I wanted to know the difference between these two lines of code
X_train = training_dataset.iloc[:, 1].values
X_train = training_dataset.iloc[:, 1:2].values
My guess is that the latter is a 2-D numpy array and the former is a 1-D numpy array. For inputs in a neural network, the latter is the proper way for input data, is there are specific reason for that?
Please help!
Not quite that, they have both have ndim=2, just check by doing this:
X_train.ndim
The difference is that in the second one it doesn't have a defined second dimension if you want to see the difference between the shapes I suggest reading this: Difference between numpy.array shape (R, 1) and (R,)
Difference is iloc returns a Series with a single row or column is selected but a Dataframe with a multiple row or column ranges reference
Although they both refer to column 1, 1 and 1:2 are different types, with 1 representing an int and 1:2 representing a slice.
With,
X_train = training_dataset.iloc[:, 1].values
You specify a single column so training_dataset.iloc[:, 1] is a Pandas Series, so .values is a 1D Numpy array
Vs.,
X_train = training_dataset.iloc[:, 1:2].values
Although it becomes one column, [1:2] is a slice you represents a column range so training_dataset.iloc[:, 1:2] is a Pandas Dataframe.
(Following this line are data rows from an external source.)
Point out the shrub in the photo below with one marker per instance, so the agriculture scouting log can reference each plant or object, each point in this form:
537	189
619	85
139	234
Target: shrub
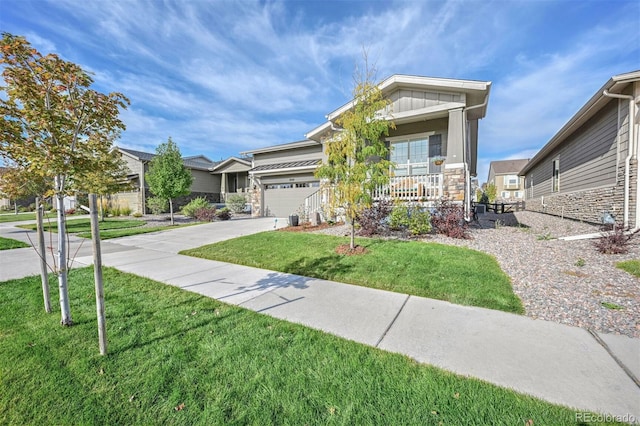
224	214
195	204
157	205
399	217
236	203
448	219
205	214
373	220
613	241
419	221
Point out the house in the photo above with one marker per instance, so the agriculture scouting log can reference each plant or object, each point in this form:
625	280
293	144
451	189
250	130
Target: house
505	176
283	177
436	119
211	180
589	170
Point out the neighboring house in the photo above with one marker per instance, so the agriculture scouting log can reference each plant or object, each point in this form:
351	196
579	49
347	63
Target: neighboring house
589	169
283	177
436	118
208	178
505	176
234	177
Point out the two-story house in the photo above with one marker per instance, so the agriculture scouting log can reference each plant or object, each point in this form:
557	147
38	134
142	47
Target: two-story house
434	148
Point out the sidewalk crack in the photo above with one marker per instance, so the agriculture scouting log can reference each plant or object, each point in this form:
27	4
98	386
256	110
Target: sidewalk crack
392	322
615	358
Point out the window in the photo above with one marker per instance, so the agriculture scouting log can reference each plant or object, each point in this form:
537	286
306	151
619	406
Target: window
555	177
511	181
411	157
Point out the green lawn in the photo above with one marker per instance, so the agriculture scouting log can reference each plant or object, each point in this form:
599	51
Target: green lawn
109	228
631	266
455	274
11	217
9	243
180	358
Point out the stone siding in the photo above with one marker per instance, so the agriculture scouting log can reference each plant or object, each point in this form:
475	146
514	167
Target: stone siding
589	205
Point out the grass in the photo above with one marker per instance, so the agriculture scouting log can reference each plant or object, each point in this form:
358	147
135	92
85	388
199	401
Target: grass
9	243
109	228
455	274
631	266
12	217
179	358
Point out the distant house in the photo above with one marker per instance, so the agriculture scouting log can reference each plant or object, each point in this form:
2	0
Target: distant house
589	169
211	180
505	176
434	147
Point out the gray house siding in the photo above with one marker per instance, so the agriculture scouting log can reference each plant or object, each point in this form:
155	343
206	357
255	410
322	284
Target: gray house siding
285	156
591	169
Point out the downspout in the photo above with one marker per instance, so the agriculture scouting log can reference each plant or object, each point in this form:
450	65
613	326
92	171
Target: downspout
627	161
467	153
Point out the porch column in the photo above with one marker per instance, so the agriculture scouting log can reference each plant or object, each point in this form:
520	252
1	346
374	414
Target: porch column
223	186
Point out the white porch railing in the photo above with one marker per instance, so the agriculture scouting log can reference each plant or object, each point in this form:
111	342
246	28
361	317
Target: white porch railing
412	188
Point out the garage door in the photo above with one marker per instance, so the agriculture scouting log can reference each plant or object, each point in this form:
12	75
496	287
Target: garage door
282	200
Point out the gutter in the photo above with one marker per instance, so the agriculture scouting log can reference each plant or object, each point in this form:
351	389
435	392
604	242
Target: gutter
631	153
467	153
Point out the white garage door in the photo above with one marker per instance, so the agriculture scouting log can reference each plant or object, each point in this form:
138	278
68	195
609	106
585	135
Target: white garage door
282	200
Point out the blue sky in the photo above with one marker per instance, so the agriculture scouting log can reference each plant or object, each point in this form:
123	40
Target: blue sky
221	77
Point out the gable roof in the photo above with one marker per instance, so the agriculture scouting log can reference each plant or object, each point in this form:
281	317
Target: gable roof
282	147
195	162
477	95
615	85
223	163
504	167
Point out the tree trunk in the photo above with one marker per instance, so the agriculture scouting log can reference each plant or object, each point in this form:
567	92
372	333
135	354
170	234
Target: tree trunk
97	275
65	309
44	276
353	234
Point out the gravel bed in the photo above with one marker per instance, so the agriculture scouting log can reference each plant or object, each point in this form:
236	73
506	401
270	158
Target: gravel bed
562	281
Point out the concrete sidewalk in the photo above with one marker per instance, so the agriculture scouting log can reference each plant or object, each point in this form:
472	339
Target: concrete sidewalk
557	363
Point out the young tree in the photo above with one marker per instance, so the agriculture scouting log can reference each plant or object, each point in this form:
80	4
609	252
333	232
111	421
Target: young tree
52	126
357	155
109	177
168	178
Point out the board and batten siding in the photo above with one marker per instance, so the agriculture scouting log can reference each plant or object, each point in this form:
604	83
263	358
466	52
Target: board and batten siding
406	100
285	156
203	181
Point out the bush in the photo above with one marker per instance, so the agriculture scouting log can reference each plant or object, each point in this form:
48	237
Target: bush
419	221
205	214
224	214
399	217
236	203
448	219
195	204
157	205
613	241
373	220
412	217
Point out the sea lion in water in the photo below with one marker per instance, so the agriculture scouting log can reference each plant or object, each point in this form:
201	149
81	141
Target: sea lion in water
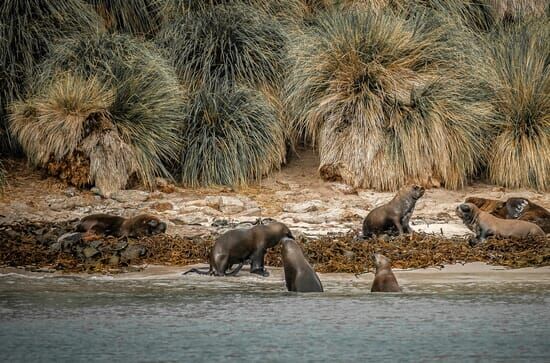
515	208
394	215
239	245
110	225
299	275
384	279
484	224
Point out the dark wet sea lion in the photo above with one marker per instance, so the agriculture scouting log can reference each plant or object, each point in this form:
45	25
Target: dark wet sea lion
110	225
299	275
239	245
525	210
493	206
395	215
384	279
484	224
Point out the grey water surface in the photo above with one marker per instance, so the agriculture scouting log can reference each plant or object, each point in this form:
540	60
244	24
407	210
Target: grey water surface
206	319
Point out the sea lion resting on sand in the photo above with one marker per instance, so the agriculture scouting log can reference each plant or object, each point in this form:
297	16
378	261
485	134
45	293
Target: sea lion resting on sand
394	215
515	208
299	275
384	279
110	225
484	224
240	245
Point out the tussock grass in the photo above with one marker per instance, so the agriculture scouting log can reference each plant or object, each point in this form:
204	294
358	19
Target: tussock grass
27	29
141	18
108	103
227	43
519	60
388	100
232	136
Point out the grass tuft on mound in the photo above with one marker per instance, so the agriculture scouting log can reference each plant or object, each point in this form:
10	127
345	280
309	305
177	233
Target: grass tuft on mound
226	43
27	29
232	136
106	109
389	101
519	61
141	18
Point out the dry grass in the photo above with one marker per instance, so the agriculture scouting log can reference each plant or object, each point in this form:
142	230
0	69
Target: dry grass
27	29
141	18
389	101
109	104
520	153
226	43
232	136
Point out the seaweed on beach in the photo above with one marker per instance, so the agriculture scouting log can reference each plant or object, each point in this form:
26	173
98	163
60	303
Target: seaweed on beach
33	245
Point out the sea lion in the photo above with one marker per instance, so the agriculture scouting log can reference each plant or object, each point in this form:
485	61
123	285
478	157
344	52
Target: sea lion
515	208
484	224
299	275
394	215
239	245
493	206
111	225
525	210
384	279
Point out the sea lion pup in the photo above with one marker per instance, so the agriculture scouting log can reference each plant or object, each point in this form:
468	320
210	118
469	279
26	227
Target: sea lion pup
239	245
525	210
299	275
484	224
384	279
110	225
493	206
394	215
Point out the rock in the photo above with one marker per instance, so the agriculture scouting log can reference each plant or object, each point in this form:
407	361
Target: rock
68	240
231	205
165	186
132	253
130	196
310	206
70	192
162	206
89	252
343	188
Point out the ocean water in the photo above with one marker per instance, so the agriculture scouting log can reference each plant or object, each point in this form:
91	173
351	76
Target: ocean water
207	319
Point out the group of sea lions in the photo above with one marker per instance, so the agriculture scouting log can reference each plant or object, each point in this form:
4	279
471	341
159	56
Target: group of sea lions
516	217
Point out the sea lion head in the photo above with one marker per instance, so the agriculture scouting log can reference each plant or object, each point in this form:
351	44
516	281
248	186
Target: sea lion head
467	211
381	261
414	191
146	225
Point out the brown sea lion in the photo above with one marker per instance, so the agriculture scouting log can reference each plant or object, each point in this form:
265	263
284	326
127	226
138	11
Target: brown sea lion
525	210
395	215
493	206
515	208
111	225
299	275
484	224
239	245
384	279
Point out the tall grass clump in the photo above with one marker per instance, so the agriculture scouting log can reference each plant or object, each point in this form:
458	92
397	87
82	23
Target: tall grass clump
226	43
142	18
27	28
232	136
520	61
388	100
107	108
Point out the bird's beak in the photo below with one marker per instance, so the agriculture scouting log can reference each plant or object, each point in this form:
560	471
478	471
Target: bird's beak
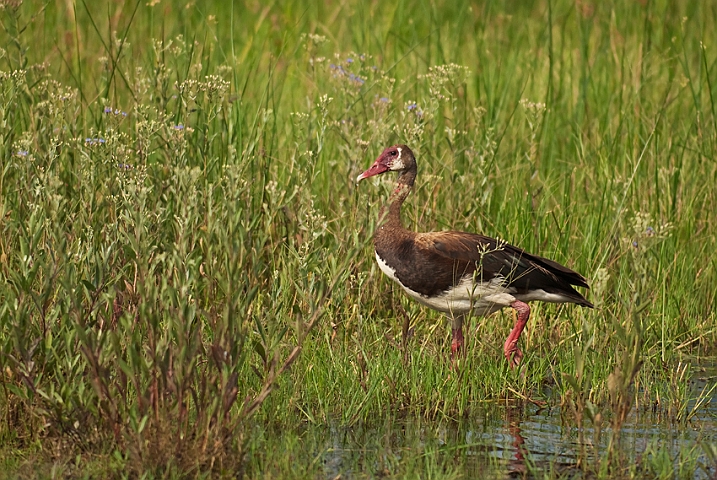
376	169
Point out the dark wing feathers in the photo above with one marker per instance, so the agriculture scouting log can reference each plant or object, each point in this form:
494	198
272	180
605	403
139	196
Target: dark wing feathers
497	258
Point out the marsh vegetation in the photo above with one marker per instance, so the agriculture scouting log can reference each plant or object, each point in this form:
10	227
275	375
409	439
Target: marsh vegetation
189	286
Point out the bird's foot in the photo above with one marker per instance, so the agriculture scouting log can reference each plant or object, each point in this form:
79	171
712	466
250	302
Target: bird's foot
514	355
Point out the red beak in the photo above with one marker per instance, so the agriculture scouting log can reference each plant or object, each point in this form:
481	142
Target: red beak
376	169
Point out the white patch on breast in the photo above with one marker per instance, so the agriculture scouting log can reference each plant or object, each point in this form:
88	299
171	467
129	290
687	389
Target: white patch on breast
390	272
482	297
398	163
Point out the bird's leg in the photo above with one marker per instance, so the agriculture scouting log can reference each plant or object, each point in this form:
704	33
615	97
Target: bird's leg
457	334
510	349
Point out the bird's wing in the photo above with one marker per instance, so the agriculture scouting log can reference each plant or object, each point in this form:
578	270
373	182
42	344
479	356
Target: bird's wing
498	258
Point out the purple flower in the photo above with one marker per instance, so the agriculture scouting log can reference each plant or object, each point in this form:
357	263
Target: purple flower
356	79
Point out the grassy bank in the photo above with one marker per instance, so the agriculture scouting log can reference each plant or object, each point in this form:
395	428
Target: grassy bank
188	262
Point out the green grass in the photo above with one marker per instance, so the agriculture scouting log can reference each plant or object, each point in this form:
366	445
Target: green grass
188	263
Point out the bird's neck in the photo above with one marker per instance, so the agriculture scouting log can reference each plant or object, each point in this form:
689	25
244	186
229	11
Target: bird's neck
404	185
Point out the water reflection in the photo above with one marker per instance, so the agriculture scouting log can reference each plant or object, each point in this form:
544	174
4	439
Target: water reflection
512	441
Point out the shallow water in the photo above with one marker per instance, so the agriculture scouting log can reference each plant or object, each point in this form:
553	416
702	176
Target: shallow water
518	441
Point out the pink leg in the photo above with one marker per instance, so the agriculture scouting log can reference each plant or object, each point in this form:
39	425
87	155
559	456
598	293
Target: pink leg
510	349
457	335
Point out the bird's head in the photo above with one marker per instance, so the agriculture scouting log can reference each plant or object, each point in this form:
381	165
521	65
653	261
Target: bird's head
397	158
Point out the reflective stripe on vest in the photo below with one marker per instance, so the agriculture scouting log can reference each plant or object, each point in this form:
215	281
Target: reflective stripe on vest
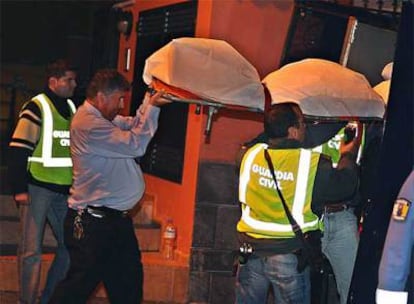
299	196
47	160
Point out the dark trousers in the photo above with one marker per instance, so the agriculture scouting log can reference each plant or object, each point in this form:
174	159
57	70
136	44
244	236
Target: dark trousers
108	253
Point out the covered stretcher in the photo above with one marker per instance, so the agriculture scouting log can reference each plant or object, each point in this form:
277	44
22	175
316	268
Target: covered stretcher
212	73
325	90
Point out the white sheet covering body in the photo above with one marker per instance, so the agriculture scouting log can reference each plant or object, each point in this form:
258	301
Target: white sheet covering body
324	88
211	69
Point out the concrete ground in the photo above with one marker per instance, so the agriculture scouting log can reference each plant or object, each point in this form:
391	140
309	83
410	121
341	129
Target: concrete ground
9	297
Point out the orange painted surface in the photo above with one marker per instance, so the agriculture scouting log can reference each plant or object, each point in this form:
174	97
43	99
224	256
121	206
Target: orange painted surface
257	29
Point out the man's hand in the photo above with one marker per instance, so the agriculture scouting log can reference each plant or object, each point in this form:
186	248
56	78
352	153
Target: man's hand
157	99
22	199
353	146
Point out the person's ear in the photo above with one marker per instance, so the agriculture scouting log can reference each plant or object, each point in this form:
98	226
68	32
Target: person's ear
52	82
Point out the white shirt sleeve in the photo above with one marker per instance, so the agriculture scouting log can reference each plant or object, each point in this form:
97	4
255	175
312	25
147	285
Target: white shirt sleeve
388	296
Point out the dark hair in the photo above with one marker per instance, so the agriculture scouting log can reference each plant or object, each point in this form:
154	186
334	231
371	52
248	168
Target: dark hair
58	68
280	117
107	81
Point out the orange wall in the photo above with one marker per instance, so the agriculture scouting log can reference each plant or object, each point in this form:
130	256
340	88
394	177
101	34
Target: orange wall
257	29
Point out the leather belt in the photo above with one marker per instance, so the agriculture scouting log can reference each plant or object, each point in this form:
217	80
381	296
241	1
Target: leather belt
332	208
101	212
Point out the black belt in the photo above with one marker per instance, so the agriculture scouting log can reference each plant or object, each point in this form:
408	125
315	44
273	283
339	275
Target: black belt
101	212
332	208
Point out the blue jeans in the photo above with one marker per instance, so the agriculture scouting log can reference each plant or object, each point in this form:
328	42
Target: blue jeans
340	244
255	277
107	252
44	204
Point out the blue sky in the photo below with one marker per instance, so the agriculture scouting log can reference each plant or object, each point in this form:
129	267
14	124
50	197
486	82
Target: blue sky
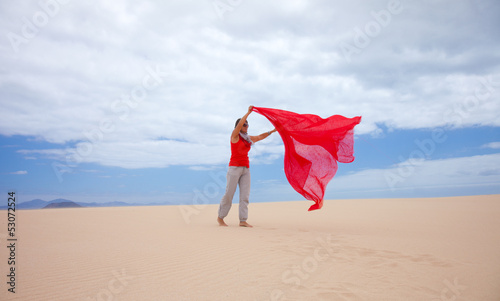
135	102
Thus, .values is a 2D Numpy array
Test as follows:
Create training_dataset Dataframe
data = {'Height':[1, 14, 2, 1, 5], 'Width':[15, 25, 2, 20, 27]}
training_dataset = pd.DataFrame(data)
Using .iloc[:, 1]
print(type(training_dataset.iloc[:, 1]))
print(training_dataset.iloc[:, 1].values)
# Result is:
<class 'pandas.core.series.Series'>
# Values returns a 1D Numpy array
0 15
1 25
2 2
3 20
4 27
Name: Width, dtype: int64,
Using iloc[:, 1:2]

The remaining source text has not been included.